Porosmedia.com – Jejak Komunitas Tionghoa Muslim Hanafi dan Lahirnya Kesultanan Cirebon dari Perspektif Non-Arus Utama
Catatan ini berasal dari naskah lampiran dalam buku Tuanku Rao karya Ir. Mangaradja Onggang Parlindungan, yang terbit pada 1964—delapan tahun sebelum Carita Purwaka Caruban Nagari diterbitkan oleh Drs. Atja. Menurut Parlindungan, dokumen ini bersumber dari arsip pribadi seorang Belanda bernama Poortman, yang mengklaim memperoleh naskah aslinya dari Klenteng Talang di Cirebon.
Meskipun kontroversial dan tidak termasuk dalam narasi sejarah resmi, naskah ini pernah dijadikan rujukan oleh Mr. Slametmuljana dalam karya ilmiahnya mengenai sejarah masuknya Islam di Nusantara. Versi bahasa Indonesianya dilarang beredar di masa Orde Baru, namun tetap beredar dalam versi bahasa Inggris berjudul A Story of Majapahit.

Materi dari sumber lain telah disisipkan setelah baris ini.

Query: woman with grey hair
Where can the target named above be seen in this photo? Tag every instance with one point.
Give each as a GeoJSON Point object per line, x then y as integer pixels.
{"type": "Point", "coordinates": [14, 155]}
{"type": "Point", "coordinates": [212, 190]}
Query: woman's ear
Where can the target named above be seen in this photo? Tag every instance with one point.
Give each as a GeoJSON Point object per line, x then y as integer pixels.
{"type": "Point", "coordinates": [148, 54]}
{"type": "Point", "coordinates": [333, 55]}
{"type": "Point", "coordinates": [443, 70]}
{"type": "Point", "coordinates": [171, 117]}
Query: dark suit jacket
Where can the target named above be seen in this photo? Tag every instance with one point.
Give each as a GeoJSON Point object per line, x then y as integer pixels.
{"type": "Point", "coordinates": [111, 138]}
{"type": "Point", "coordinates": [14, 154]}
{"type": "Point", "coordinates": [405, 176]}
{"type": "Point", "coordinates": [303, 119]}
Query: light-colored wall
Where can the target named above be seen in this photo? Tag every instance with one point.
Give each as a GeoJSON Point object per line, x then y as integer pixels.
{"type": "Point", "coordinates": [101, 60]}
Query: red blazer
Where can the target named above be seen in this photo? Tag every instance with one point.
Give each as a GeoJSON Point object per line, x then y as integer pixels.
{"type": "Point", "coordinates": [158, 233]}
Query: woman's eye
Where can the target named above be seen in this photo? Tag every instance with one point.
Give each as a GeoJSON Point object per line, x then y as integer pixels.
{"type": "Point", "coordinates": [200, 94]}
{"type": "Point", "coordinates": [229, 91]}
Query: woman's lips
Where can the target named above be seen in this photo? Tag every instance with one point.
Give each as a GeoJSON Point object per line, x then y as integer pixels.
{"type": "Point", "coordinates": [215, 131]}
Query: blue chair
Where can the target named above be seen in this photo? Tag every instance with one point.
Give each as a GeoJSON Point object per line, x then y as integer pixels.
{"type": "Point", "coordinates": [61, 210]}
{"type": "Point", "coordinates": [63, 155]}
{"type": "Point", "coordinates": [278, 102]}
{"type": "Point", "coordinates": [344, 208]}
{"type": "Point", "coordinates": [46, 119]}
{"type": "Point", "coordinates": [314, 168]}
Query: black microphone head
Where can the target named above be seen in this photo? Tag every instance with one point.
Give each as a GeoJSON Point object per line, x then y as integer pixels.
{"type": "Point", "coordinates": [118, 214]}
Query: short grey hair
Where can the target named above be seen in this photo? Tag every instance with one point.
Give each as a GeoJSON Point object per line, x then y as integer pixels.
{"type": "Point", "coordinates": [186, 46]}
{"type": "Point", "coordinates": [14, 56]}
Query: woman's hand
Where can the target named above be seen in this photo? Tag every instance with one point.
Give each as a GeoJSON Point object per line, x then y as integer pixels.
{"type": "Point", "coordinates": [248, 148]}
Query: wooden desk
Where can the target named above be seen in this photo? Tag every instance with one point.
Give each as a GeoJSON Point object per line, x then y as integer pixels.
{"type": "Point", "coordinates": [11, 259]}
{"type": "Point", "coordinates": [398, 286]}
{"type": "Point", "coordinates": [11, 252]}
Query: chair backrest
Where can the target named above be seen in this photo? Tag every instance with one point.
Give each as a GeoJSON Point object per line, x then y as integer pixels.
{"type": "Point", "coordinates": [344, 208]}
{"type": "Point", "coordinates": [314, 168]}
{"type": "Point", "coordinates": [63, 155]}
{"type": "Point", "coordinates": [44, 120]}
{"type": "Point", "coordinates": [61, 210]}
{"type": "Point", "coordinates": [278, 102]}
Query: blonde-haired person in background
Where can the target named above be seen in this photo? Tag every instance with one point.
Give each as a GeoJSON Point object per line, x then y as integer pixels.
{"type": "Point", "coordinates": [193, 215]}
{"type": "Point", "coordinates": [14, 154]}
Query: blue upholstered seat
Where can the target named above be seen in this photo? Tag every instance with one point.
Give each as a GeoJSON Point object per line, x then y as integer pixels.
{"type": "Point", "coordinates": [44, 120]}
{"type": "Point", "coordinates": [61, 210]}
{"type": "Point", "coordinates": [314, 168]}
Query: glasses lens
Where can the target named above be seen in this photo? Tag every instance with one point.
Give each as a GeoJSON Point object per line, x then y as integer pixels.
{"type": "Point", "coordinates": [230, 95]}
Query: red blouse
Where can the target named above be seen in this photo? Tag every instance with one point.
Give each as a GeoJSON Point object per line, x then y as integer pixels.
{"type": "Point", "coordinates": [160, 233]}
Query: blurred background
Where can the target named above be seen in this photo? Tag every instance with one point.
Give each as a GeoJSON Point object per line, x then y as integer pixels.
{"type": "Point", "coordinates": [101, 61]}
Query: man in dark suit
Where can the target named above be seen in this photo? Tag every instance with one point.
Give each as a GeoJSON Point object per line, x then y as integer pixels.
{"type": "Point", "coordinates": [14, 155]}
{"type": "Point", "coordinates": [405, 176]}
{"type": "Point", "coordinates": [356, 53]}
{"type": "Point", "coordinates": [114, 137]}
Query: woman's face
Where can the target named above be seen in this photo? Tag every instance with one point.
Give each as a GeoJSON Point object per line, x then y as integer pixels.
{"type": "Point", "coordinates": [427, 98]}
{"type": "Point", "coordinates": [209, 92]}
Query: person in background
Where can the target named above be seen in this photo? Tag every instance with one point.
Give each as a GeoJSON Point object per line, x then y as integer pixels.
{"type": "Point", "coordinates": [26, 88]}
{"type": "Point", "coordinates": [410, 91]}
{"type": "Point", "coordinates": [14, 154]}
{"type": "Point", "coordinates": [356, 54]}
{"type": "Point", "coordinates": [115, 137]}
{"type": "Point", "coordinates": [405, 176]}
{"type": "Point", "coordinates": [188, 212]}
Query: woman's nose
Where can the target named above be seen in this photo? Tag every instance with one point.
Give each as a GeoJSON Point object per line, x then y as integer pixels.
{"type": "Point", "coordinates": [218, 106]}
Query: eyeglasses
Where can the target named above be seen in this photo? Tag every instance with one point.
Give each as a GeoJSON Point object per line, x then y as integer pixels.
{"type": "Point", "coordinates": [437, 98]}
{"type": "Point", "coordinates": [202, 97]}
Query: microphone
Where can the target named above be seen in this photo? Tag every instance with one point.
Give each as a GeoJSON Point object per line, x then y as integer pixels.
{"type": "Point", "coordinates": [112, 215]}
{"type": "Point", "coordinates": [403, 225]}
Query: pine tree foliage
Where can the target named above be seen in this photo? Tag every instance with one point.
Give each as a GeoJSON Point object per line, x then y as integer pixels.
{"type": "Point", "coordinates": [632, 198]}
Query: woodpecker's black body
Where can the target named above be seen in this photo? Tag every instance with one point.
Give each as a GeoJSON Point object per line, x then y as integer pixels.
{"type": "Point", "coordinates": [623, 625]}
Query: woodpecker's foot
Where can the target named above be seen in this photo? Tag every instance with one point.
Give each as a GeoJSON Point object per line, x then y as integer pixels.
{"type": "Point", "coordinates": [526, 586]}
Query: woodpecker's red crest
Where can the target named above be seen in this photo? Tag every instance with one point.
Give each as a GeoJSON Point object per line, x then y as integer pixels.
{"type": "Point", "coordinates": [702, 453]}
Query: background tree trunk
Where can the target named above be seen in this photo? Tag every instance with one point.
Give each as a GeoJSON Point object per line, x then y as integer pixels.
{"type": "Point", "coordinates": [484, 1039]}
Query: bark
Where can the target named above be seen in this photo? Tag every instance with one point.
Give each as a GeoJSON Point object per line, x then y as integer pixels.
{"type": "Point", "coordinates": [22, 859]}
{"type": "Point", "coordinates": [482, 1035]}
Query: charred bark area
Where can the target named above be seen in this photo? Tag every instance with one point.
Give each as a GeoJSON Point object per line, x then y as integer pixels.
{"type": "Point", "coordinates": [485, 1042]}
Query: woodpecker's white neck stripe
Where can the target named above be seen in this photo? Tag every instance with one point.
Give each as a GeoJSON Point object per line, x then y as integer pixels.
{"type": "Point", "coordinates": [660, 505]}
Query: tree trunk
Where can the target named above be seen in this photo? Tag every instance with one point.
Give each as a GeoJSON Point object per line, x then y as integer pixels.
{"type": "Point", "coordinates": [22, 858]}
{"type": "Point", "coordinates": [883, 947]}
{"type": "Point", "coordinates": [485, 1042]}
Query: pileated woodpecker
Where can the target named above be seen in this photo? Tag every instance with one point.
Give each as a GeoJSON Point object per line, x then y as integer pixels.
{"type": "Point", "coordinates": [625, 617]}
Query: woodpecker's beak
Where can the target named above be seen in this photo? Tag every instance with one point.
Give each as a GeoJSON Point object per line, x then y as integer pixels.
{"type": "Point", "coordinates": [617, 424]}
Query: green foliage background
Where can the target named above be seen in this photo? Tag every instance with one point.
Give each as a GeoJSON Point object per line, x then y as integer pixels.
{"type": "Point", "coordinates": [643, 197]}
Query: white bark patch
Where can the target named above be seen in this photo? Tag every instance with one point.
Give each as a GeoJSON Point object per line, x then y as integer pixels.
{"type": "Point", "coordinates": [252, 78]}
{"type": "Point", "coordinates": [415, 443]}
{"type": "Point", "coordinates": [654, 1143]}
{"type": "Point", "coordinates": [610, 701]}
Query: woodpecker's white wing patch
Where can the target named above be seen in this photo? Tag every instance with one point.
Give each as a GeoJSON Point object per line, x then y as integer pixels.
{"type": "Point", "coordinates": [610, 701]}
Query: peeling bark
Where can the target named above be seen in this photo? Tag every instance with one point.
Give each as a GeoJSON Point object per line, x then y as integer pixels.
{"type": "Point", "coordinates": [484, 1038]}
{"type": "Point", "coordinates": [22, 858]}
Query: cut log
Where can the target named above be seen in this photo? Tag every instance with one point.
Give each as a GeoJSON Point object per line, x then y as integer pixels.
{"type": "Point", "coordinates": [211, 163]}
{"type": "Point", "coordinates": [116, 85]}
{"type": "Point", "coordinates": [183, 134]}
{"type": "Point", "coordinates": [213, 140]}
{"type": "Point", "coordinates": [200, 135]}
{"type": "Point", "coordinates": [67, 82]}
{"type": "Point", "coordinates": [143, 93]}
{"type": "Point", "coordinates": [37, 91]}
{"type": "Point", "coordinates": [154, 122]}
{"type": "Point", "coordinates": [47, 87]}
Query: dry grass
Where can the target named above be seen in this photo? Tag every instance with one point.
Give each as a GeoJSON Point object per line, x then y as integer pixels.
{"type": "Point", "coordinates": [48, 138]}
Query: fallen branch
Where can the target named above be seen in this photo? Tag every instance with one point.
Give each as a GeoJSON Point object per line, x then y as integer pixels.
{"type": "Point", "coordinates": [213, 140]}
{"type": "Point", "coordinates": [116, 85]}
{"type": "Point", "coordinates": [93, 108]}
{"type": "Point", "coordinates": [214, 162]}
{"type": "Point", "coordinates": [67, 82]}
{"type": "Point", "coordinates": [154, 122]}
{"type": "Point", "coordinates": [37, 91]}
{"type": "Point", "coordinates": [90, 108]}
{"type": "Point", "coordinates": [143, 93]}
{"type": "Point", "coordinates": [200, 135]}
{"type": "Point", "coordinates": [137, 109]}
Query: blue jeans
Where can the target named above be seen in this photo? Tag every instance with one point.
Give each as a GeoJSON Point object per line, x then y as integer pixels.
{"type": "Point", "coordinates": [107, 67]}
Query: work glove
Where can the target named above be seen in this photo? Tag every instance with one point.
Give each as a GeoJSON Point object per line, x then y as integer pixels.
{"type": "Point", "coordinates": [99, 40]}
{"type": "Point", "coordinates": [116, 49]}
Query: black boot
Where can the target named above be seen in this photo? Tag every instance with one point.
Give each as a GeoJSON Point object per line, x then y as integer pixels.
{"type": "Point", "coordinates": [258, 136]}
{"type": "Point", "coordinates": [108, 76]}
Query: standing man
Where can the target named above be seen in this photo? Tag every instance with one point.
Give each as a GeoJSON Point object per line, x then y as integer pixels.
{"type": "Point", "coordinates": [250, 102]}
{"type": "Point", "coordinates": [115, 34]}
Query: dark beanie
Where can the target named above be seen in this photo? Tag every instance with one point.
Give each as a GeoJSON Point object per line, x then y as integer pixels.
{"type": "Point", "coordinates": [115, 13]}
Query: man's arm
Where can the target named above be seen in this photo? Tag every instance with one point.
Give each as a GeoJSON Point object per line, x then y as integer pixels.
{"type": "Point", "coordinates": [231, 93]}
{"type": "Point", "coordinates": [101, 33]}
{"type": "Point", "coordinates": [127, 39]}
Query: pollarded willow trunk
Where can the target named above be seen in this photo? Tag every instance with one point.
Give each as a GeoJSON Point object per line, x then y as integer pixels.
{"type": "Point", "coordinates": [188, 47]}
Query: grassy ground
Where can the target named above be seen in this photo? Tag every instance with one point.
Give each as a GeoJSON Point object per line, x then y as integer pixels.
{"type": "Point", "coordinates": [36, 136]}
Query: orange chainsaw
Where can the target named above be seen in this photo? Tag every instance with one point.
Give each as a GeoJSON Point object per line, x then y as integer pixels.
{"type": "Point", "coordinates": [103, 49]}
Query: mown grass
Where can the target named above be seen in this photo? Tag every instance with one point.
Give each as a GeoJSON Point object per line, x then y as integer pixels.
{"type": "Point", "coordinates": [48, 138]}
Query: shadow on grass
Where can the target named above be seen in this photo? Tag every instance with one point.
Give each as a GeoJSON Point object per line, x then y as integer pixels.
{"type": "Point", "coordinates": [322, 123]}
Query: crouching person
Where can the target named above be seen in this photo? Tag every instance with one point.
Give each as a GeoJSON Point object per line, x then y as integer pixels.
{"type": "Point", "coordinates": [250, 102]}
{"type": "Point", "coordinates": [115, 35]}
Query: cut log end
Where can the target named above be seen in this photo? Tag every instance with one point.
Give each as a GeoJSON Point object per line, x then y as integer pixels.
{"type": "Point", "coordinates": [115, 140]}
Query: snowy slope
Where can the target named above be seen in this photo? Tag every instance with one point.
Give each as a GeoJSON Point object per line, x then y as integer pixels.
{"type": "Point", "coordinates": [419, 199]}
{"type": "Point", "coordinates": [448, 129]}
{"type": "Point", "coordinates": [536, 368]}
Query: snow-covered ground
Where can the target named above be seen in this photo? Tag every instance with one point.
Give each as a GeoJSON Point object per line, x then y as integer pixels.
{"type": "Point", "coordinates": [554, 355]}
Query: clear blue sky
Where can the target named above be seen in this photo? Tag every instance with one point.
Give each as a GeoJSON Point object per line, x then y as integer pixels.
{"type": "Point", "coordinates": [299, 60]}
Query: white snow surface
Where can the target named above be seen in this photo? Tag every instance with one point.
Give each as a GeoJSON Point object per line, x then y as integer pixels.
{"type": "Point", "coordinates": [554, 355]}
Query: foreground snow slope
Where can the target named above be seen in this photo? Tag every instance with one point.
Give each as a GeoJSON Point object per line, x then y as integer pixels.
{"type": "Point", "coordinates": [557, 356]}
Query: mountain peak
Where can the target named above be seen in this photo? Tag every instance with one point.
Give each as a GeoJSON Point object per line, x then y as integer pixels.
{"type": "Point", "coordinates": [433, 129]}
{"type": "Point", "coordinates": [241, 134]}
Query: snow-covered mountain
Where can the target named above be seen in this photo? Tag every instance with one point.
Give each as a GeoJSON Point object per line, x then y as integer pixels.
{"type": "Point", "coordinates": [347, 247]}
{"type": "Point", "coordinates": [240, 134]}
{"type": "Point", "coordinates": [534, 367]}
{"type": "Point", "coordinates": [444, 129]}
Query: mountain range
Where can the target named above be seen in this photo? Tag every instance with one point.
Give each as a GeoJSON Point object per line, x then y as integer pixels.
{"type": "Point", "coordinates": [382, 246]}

Dua pakar sejarah Belanda, De Graaf dan Pigeaud, awalnya menganggap naskah ini asing dan tak layak dijadikan rujukan. Namun, mereka kemudian mengakui nilai studi historisnya. Sejarawan M.C. Ricklefs pun mencatat bahwa naskah ini membutuhkan kehati-hatian tinggi dalam penafsirannya; menerima seluruh isi dokumen ini tanpa kritik ilmiah adalah sebuah kekeliruan fatal.
Menurut isi naskah, permukiman Tionghoa pertama di wilayah Gunung Jati, Cirebon, muncul sekitar tahun 1415. Dipimpin oleh Laksamana Haji Kung Wu Ping—yang disebut sebagai keturunan Kong Hu Cu—komunitas ini mendirikan menara suar di Gunung Jati, serta tiga kampung Tionghoa Muslim Hanafi: Sembung, Sarindil, dan Talang. Masing-masing memiliki peran strategis, seperti penyediaan kayu jati, perawatan pelabuhan, dan suplai bahan pangan untuk armada Tiongkok Dinasti Ming.
Namun, seiring waktu, hubungan komunitas ini dengan Tiongkok Daratan terputus. Antara tahun 1450–1475, keberadaan komunitas Tionghoa Hanafi mulai surut. Masjid di Sarindil berubah menjadi pertapaan, masjid di Talang berubah menjadi klenteng, sementara hanya Sembung yang tetap mempertahankan tradisi Islam madzhab Hanafi dalam bahasa Tionghoa.
Pada 1526, armada Kesultanan Demak singgah di Pelabuhan Talang. Bersama armada itu ikut serta seorang peranakan Tionghoa bernama Kin San dan panglima besar Fatahillah. Mereka mendatangi pertapaan Sarindil dan bertemu dengan Haji Tan Eng Hoat, pemuka agama Islam Hanafi di Sembung.
Dengan restu Sultan Demak, Fatahillah memberikan gelar “Mu La Na Fu Di Li Ha Na Fi” kepada Tan Eng Hoat, yang kemudian dibakukan menjadi “Maulana Ifdil Hanafi”. Ia diizinkan tetap menjalankan Islam Hanafi dalam bahasa Tionghoa dan tidak diwajibkan berpindah ke madzhab Syafi’i.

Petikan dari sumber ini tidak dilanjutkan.